Total new code: ~30 lines + argparse CLI. No new strategy class is needed
because every Derkachi-based scenario consumes the same `Mp4PassthroughSource +
ImuCsvTlog + RawFdrPassthrough` triple. A scenario that emits a *new* fixture
shape (e.g. FT-P-13's "anchor-search-region" record extraction) writes a new
`FdrProjection` subclass alongside.

## Per-scenario usage

### FT-P-01

```bash
python -m e2e.fixtures.sitl_replay_builder.build_p01_fixtures \
  --input-dir _docs/00_problem/input_data \
  --output-dir e2e/fixtures/sitl_replay/p01 \
  --fc-kind ardupilot \
  --host sitl-host
```

Activation:

```bash
E2E_SITL_REPLAY_DIR=e2e/fixtures/sitl_replay/p01 \
    pytest e2e/tests/positive/test_ft_p_01_still_image_accuracy.py
```

### FT-P-02

```bash
python -m e2e.fixtures.sitl_replay_builder.build_p02_fixtures \
  --derkachi-dir _docs/00_problem/input_data/flight_derkachi \
  --output-dir e2e/fixtures/sitl_replay/p02 \
  --fc-kind ardupilot \
  --host sitl-host
```

## Limitations

* The synthesised ATTITUDE has roll/pitch = 0 — acceptable for fixed-wing
  cruise but unrealistic for aggressive manoeuvres. Override the packer call
  inside a custom `TlogSource` when needed.
* RAW_IMU is packed from `SCALED_IMU2` columns as pass-through (no true
  scaled → raw unit conversion). If the SUT's tlog parser strictly demands
  true raw counts the builder will need a units conversion pass — surfaced
  as a follow-up after the first live run.
* Auto-sync (`time_offset_ms != 0`) is bypassed by every scenario currently;
  operators running this against truly independent tlog+video pairs should
  override `FixtureBuilderConfig.time_offset_ms`.
* iNav adapter is NOT supported by the existing builders — ArduPilot only.
* The FDR record `kind`/`record_type` schemas are assumed to match the
  production contract; overrides live on each projection class.

## Testing

Unit tests under `e2e/_unit_tests/fixtures/`:

* `test_sitl_replay_builder_builder.py` — strategy-level tests
  (`VideoSource`, `TlogSource`, `FdrProjection` impls + shared helpers +
  `build_fixtures` orchestrator).
* `test_sitl_replay_builder.py` — FT-P-01 scenario integration.
* `test_sitl_replay_builder_p02.py` — FT-P-02 scenario integration.
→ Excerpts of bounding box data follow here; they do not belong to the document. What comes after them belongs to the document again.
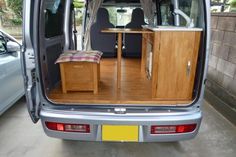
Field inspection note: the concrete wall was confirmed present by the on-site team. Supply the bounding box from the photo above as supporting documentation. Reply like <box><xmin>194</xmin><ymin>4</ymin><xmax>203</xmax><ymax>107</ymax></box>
<box><xmin>207</xmin><ymin>13</ymin><xmax>236</xmax><ymax>124</ymax></box>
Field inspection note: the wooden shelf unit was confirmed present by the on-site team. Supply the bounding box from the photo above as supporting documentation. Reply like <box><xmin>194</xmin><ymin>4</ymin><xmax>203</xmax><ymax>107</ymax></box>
<box><xmin>143</xmin><ymin>31</ymin><xmax>201</xmax><ymax>101</ymax></box>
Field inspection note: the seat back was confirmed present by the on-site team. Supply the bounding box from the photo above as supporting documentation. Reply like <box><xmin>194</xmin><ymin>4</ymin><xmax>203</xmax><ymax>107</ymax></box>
<box><xmin>123</xmin><ymin>8</ymin><xmax>146</xmax><ymax>57</ymax></box>
<box><xmin>90</xmin><ymin>8</ymin><xmax>116</xmax><ymax>57</ymax></box>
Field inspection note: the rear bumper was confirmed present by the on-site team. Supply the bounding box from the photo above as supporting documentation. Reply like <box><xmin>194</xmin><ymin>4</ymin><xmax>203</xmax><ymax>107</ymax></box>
<box><xmin>40</xmin><ymin>108</ymin><xmax>202</xmax><ymax>142</ymax></box>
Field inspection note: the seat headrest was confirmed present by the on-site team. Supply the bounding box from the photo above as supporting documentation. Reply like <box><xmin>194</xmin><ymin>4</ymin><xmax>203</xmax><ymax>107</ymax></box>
<box><xmin>131</xmin><ymin>8</ymin><xmax>145</xmax><ymax>24</ymax></box>
<box><xmin>97</xmin><ymin>8</ymin><xmax>110</xmax><ymax>23</ymax></box>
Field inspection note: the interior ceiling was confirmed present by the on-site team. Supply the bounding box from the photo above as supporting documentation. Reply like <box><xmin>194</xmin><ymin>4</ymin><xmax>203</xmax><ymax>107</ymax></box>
<box><xmin>104</xmin><ymin>0</ymin><xmax>140</xmax><ymax>3</ymax></box>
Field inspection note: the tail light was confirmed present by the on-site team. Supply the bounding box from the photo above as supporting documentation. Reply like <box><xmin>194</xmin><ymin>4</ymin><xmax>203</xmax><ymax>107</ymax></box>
<box><xmin>151</xmin><ymin>124</ymin><xmax>197</xmax><ymax>134</ymax></box>
<box><xmin>45</xmin><ymin>122</ymin><xmax>90</xmax><ymax>133</ymax></box>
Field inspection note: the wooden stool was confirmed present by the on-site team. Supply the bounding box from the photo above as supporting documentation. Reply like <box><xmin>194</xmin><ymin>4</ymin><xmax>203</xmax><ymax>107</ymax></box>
<box><xmin>59</xmin><ymin>61</ymin><xmax>100</xmax><ymax>94</ymax></box>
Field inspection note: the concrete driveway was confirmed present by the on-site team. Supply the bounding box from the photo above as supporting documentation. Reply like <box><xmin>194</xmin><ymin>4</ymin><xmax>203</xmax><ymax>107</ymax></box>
<box><xmin>0</xmin><ymin>99</ymin><xmax>236</xmax><ymax>157</ymax></box>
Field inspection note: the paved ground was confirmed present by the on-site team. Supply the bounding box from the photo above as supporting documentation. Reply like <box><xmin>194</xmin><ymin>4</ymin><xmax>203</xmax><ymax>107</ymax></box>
<box><xmin>0</xmin><ymin>99</ymin><xmax>236</xmax><ymax>157</ymax></box>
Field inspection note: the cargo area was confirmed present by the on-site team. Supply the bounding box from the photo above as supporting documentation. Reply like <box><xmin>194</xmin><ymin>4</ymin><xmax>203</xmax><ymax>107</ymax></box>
<box><xmin>39</xmin><ymin>0</ymin><xmax>206</xmax><ymax>106</ymax></box>
<box><xmin>48</xmin><ymin>58</ymin><xmax>194</xmax><ymax>105</ymax></box>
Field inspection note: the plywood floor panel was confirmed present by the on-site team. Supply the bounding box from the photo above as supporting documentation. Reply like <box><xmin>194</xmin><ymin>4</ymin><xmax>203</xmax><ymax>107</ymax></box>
<box><xmin>48</xmin><ymin>59</ymin><xmax>192</xmax><ymax>104</ymax></box>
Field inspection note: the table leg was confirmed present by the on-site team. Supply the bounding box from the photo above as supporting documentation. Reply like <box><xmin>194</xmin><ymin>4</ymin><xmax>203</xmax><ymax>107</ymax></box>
<box><xmin>117</xmin><ymin>33</ymin><xmax>122</xmax><ymax>89</ymax></box>
<box><xmin>141</xmin><ymin>33</ymin><xmax>147</xmax><ymax>74</ymax></box>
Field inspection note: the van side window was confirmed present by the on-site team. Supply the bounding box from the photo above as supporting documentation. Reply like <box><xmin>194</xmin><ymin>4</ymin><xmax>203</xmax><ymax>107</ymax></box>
<box><xmin>45</xmin><ymin>0</ymin><xmax>65</xmax><ymax>38</ymax></box>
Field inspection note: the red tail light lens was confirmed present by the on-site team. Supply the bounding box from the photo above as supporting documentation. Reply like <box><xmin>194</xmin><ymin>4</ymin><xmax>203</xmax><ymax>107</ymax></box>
<box><xmin>151</xmin><ymin>124</ymin><xmax>197</xmax><ymax>134</ymax></box>
<box><xmin>45</xmin><ymin>122</ymin><xmax>90</xmax><ymax>133</ymax></box>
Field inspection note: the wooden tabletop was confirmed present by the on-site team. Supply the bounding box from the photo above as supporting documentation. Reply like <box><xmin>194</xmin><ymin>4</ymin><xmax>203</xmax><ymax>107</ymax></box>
<box><xmin>101</xmin><ymin>28</ymin><xmax>153</xmax><ymax>34</ymax></box>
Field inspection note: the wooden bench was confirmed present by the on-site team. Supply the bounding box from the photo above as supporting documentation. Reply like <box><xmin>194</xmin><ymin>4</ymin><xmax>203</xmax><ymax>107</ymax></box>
<box><xmin>56</xmin><ymin>50</ymin><xmax>102</xmax><ymax>94</ymax></box>
<box><xmin>59</xmin><ymin>62</ymin><xmax>100</xmax><ymax>94</ymax></box>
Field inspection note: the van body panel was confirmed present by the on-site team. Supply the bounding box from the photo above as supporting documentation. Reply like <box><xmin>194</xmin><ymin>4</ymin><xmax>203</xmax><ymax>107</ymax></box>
<box><xmin>40</xmin><ymin>102</ymin><xmax>202</xmax><ymax>142</ymax></box>
<box><xmin>22</xmin><ymin>0</ymin><xmax>210</xmax><ymax>142</ymax></box>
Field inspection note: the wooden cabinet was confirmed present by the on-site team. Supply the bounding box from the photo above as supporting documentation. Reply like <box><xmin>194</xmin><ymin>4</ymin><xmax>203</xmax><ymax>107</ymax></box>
<box><xmin>152</xmin><ymin>31</ymin><xmax>201</xmax><ymax>101</ymax></box>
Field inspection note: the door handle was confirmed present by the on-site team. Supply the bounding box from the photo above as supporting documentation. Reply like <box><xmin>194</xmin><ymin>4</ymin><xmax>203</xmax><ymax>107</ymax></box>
<box><xmin>187</xmin><ymin>61</ymin><xmax>191</xmax><ymax>77</ymax></box>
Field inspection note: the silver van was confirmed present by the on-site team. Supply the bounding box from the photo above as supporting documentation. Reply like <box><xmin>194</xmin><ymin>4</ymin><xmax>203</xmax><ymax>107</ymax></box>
<box><xmin>22</xmin><ymin>0</ymin><xmax>210</xmax><ymax>142</ymax></box>
<box><xmin>0</xmin><ymin>30</ymin><xmax>24</xmax><ymax>115</ymax></box>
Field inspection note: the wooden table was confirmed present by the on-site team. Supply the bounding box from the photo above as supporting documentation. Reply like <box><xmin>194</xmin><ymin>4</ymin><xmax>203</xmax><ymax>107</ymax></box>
<box><xmin>101</xmin><ymin>28</ymin><xmax>153</xmax><ymax>89</ymax></box>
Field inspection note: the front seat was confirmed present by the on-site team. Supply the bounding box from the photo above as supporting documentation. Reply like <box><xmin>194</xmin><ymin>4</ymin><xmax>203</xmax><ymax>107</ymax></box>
<box><xmin>123</xmin><ymin>8</ymin><xmax>146</xmax><ymax>57</ymax></box>
<box><xmin>90</xmin><ymin>8</ymin><xmax>116</xmax><ymax>57</ymax></box>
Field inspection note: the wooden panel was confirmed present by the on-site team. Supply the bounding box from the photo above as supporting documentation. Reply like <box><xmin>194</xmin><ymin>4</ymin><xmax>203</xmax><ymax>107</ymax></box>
<box><xmin>153</xmin><ymin>32</ymin><xmax>200</xmax><ymax>100</ymax></box>
<box><xmin>60</xmin><ymin>62</ymin><xmax>99</xmax><ymax>94</ymax></box>
<box><xmin>101</xmin><ymin>28</ymin><xmax>153</xmax><ymax>34</ymax></box>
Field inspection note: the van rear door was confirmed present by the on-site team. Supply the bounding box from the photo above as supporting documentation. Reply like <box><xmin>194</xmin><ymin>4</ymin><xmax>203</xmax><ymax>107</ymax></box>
<box><xmin>21</xmin><ymin>0</ymin><xmax>40</xmax><ymax>123</ymax></box>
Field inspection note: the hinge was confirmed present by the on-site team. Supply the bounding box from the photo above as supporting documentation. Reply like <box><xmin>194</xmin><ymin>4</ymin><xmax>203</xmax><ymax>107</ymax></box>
<box><xmin>114</xmin><ymin>107</ymin><xmax>126</xmax><ymax>114</ymax></box>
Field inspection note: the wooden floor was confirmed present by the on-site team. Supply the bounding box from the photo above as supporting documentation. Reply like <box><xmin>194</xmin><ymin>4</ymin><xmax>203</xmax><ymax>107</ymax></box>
<box><xmin>48</xmin><ymin>59</ymin><xmax>192</xmax><ymax>105</ymax></box>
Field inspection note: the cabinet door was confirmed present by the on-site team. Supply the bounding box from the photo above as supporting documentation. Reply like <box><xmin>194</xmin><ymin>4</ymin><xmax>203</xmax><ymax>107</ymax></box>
<box><xmin>153</xmin><ymin>32</ymin><xmax>200</xmax><ymax>100</ymax></box>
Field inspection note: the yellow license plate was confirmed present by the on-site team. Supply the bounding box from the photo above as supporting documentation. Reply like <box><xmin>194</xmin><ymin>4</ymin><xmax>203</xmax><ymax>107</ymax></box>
<box><xmin>102</xmin><ymin>125</ymin><xmax>138</xmax><ymax>142</ymax></box>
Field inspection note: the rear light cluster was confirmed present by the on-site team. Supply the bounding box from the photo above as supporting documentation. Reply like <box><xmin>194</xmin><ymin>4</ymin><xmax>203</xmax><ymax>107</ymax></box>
<box><xmin>151</xmin><ymin>124</ymin><xmax>197</xmax><ymax>134</ymax></box>
<box><xmin>45</xmin><ymin>122</ymin><xmax>90</xmax><ymax>133</ymax></box>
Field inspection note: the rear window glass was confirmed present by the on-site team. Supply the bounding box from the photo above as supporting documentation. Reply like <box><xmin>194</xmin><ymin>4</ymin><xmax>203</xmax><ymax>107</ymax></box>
<box><xmin>44</xmin><ymin>0</ymin><xmax>65</xmax><ymax>38</ymax></box>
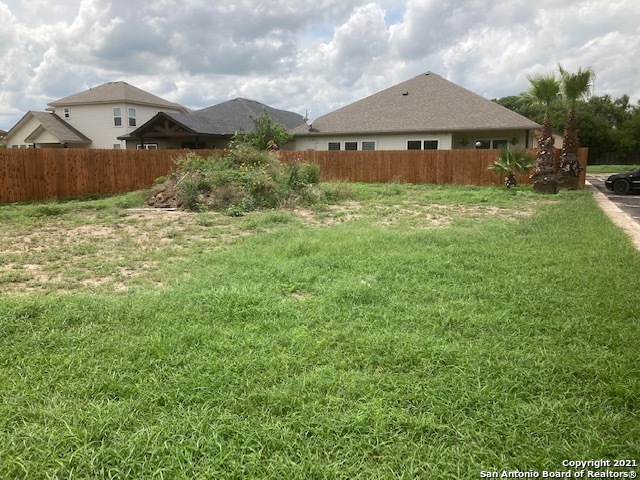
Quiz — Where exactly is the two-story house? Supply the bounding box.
[5,82,188,149]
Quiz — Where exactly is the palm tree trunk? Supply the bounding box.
[558,108,583,190]
[531,114,558,193]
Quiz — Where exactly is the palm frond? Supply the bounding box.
[520,74,560,113]
[558,65,596,109]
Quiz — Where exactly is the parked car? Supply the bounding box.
[604,170,640,195]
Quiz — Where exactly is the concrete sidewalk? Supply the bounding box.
[585,180,640,250]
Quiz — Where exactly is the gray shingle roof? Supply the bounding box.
[174,98,304,135]
[25,112,91,143]
[292,72,540,135]
[126,98,304,138]
[48,82,188,113]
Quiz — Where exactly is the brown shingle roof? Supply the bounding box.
[48,82,187,113]
[292,72,540,135]
[25,112,91,143]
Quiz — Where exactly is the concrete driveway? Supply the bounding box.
[586,173,640,250]
[587,173,640,222]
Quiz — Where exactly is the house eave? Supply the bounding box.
[293,124,542,137]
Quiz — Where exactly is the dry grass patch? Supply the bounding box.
[0,188,537,297]
[0,209,247,293]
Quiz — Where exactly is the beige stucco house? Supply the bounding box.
[291,72,541,150]
[5,82,188,148]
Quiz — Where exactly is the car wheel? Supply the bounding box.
[613,180,631,195]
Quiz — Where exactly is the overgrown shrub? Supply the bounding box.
[149,145,324,216]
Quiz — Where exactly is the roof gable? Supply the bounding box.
[7,111,91,144]
[293,72,540,135]
[125,98,304,138]
[48,82,188,113]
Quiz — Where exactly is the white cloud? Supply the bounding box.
[0,0,640,129]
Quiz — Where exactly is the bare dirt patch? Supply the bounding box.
[0,201,532,298]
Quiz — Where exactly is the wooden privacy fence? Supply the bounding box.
[0,148,219,203]
[0,148,588,203]
[281,148,588,187]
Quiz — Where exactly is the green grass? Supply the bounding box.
[587,165,640,173]
[0,184,640,479]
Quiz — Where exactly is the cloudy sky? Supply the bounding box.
[0,0,640,130]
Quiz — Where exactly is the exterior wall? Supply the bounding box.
[50,103,185,148]
[291,130,533,151]
[126,137,229,150]
[453,130,534,149]
[296,132,451,151]
[4,116,40,148]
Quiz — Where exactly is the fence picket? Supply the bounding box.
[0,148,588,203]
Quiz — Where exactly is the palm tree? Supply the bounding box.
[489,147,535,188]
[522,74,560,193]
[558,65,595,190]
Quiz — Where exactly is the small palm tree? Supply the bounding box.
[521,74,560,193]
[558,65,595,190]
[489,147,535,188]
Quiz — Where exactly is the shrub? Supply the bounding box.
[150,148,324,212]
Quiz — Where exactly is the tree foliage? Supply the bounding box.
[495,88,640,164]
[231,111,292,150]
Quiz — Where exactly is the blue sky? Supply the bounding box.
[0,0,640,130]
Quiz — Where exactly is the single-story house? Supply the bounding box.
[291,72,541,150]
[5,82,188,148]
[118,98,305,149]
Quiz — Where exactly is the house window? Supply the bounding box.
[113,107,122,127]
[129,108,136,127]
[407,140,438,150]
[180,142,207,150]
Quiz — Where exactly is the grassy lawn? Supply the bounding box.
[0,184,640,479]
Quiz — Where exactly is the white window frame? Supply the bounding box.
[407,138,440,150]
[127,107,136,127]
[113,107,122,128]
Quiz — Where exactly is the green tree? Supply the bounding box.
[557,65,595,190]
[231,111,293,150]
[489,147,535,188]
[521,74,560,193]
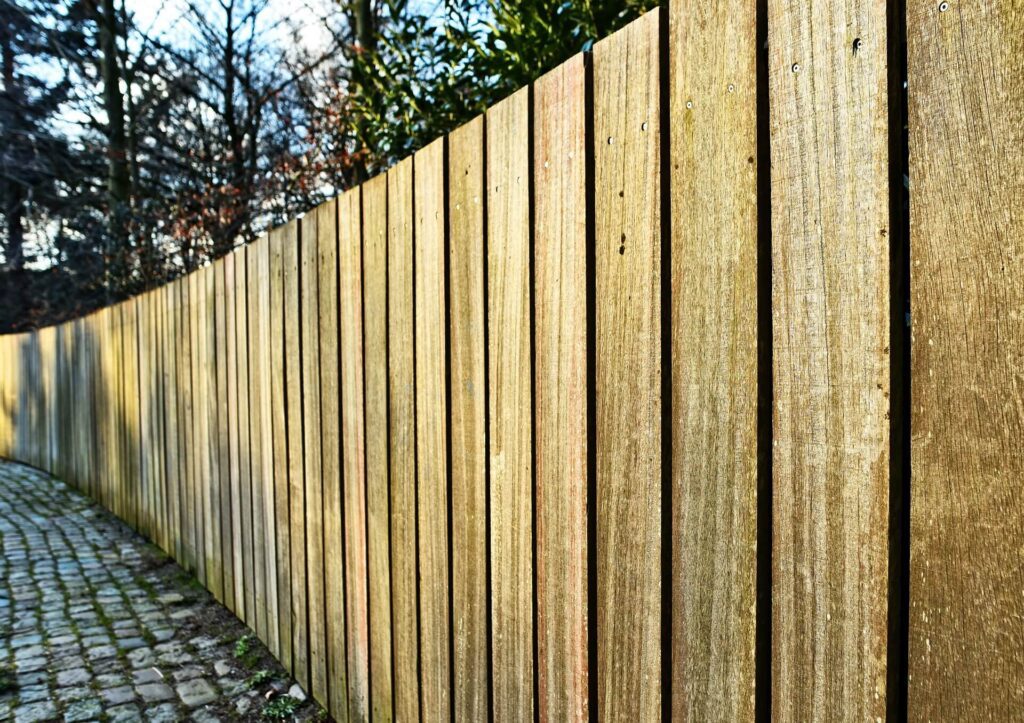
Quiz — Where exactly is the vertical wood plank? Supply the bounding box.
[447,116,490,721]
[282,217,310,690]
[250,238,276,646]
[318,201,348,721]
[258,235,282,660]
[594,12,668,721]
[669,0,758,721]
[224,252,243,614]
[362,175,393,720]
[534,55,592,721]
[768,0,889,721]
[213,259,237,610]
[301,203,334,700]
[338,188,370,721]
[267,224,295,670]
[413,138,451,723]
[486,88,534,721]
[387,158,420,721]
[232,249,254,632]
[161,282,184,563]
[894,0,1024,721]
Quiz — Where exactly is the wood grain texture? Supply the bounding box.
[906,0,1024,721]
[256,235,281,654]
[300,202,327,703]
[486,88,534,721]
[267,223,295,670]
[231,249,254,622]
[413,138,452,723]
[338,188,370,721]
[214,254,234,606]
[162,282,184,562]
[318,201,348,721]
[534,55,591,721]
[447,116,490,721]
[669,0,758,721]
[387,158,420,721]
[250,240,276,645]
[594,12,668,721]
[362,169,393,721]
[281,223,310,690]
[768,0,890,721]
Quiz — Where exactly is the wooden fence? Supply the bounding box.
[0,0,1024,721]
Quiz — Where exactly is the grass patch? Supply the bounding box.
[262,695,302,720]
[246,669,273,688]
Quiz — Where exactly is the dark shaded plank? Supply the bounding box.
[594,11,668,721]
[447,116,490,721]
[534,55,591,721]
[909,0,1024,721]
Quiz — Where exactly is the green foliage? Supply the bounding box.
[234,633,256,657]
[246,669,273,688]
[262,695,302,720]
[350,0,657,170]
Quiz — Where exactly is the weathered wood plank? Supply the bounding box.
[447,116,490,721]
[413,138,451,722]
[224,253,243,626]
[338,188,370,721]
[258,235,282,654]
[282,217,310,690]
[213,254,234,610]
[667,0,758,721]
[486,88,534,721]
[387,158,420,721]
[909,0,1024,721]
[267,224,295,670]
[318,196,348,721]
[362,169,393,720]
[768,0,889,721]
[300,203,327,701]
[534,55,593,721]
[594,12,668,721]
[250,237,276,646]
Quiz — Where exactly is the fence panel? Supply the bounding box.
[768,0,890,721]
[447,116,490,721]
[387,158,420,721]
[901,0,1024,721]
[593,12,669,721]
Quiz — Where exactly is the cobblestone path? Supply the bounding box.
[0,460,326,723]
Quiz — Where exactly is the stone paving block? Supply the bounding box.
[57,668,92,687]
[99,685,135,706]
[177,678,217,708]
[135,683,174,703]
[65,697,103,723]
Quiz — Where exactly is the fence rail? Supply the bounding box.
[0,0,1024,721]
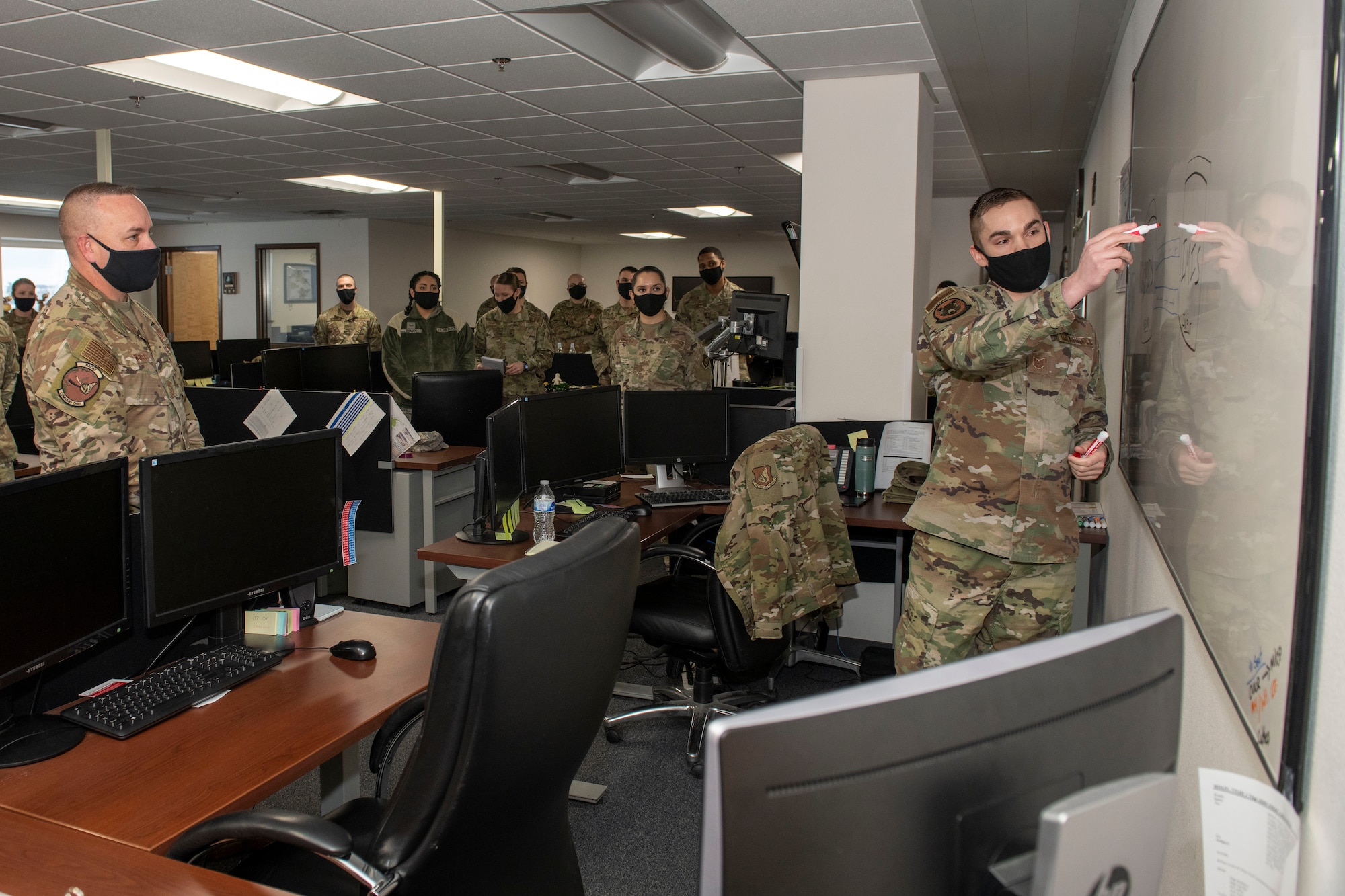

All external dependencies (OpenCV, pymavlink, subprocess) are mocked via
the underscore-prefixed `_runner` / `_video_writer_factory` / `_imread` /
`_mavlink_writer_factory` injection points so the suite runs without a
real `gps-denied-replay` install. The actual end-to-end run requires the
SUT to be installed (`pip install -e .` at repo root) and is documented as
a manual step until CI infrastructure catches up.